Great improvement of EAE clinical signs in HQGZWW high dose group
To determine the role of HQGZWW in the pathogenesis of EAE, we randomly divided EAE mice into four groups upon four treatments (distilled water, HQGZWW high dose, HQGZWW low dose or prednisone) and then measured the clinical signs using the EAE score assessed by daily checks and histopathology. [17, 18] As shown in Figure 1A, from day 0 to day 21st after MOG35–55 peptide immunization, the EAE score were measured. For the maximum EAE score, compare with distilled water group (3.98 ± 0.04), there were significant improvement of EAE score in both HQGZWW high dose and prednisone groups (2.52± 0.09 and 2.46 ± 0.04, respectively, P = 0.001), however only slight improvement in HQGZWW low dose group (3.35 ± 0.09, P = 0.616). Among different treatments, it was shown that HQGZWW high dose group had much better effective on EAE mice than HQGZWW low dose group (P = 0.001), and similar to prednisone group (P = 0.569).

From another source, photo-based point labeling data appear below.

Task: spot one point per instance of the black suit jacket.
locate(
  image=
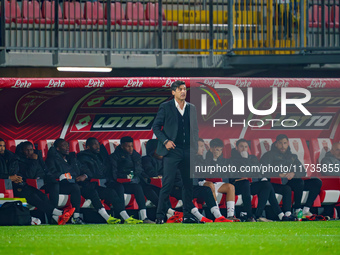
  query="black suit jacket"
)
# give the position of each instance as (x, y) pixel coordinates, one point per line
(167, 118)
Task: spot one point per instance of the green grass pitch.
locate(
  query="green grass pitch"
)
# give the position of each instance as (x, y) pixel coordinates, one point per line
(214, 238)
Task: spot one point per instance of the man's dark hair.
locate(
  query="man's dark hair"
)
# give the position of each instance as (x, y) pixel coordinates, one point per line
(57, 142)
(281, 136)
(241, 141)
(176, 84)
(126, 139)
(216, 143)
(90, 141)
(25, 144)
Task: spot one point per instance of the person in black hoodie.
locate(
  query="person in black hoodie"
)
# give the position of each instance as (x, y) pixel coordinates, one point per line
(9, 168)
(63, 166)
(215, 157)
(127, 166)
(32, 166)
(281, 155)
(259, 186)
(99, 165)
(152, 165)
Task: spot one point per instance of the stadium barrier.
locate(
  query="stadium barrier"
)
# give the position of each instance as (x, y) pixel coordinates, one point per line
(89, 103)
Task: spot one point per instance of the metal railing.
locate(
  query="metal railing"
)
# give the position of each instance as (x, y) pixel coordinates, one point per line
(245, 27)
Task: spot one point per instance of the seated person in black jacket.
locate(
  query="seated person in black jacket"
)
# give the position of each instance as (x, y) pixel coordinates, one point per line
(152, 165)
(127, 165)
(99, 166)
(280, 154)
(63, 166)
(331, 161)
(259, 186)
(9, 168)
(32, 166)
(214, 156)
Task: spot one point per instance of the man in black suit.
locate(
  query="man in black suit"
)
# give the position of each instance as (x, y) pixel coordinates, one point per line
(176, 140)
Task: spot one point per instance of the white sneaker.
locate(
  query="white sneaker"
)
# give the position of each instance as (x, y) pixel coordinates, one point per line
(35, 221)
(263, 219)
(307, 214)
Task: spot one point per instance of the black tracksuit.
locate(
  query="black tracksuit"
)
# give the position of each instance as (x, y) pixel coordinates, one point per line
(98, 166)
(274, 157)
(56, 166)
(123, 165)
(36, 169)
(9, 166)
(152, 167)
(263, 189)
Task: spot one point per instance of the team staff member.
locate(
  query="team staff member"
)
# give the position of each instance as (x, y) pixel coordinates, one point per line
(9, 169)
(280, 154)
(127, 163)
(99, 165)
(176, 128)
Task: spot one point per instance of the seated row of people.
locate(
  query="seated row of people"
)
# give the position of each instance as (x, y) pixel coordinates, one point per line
(279, 154)
(66, 173)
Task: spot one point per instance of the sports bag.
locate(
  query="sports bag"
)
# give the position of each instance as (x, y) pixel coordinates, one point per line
(14, 213)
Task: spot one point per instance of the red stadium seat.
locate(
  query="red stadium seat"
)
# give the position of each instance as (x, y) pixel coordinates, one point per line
(335, 17)
(6, 190)
(152, 15)
(261, 146)
(93, 14)
(117, 12)
(330, 190)
(77, 145)
(12, 144)
(36, 183)
(72, 12)
(230, 144)
(30, 11)
(12, 11)
(318, 149)
(44, 146)
(134, 14)
(315, 16)
(48, 13)
(111, 145)
(142, 143)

Compare to pathological examination of spinal cord from naïve mice (HE, Fig.1B and LFB, Fig. 1G), it revealed sever inflammation and demyelination in distilled water group (HE, Fig.1C and LFB, Fig. 1H) or HQGZWW low dose group (HE, Fig.1E and LFB, Fig. 1J); on the another hand, there is slight inflammation and demyelination in HQGZWW high dose group (HE, Fig.1D and LFB, Fig. 1I) or prednisone group (HE, Fig.1F and LFB, Fig. 1K). Our data suggested that HQGZWW had similar effect at high dose level to typical conventional medicine prednisone on aEAE, but no effect at low dose level.

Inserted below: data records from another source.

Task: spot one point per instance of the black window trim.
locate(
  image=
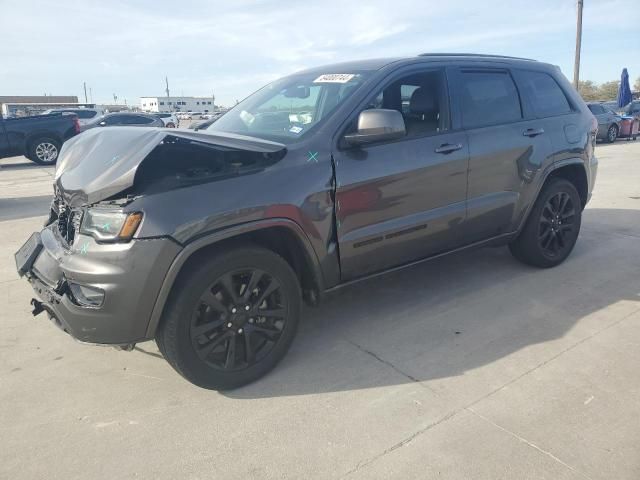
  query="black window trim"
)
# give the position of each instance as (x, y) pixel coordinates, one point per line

MOG35–55 specificity of purified CD8+ and CD4+T Cells
Try to answer the above questions, unfractionated T cells were isolated by CD8 or CD4 kit. As shown in Figure 2, there were around 90% CD8+ CD3+ cells in the fraction of T cells in 4 groups after CD8 bead enrichment and around 90% CD4+CD3+ cells in the fraction of T cells after CD4 bead enrichment in 4 groups. These CD8+CD3+ and CD4+CD3+ cells were highly pure and appropriate for the following functional experiments.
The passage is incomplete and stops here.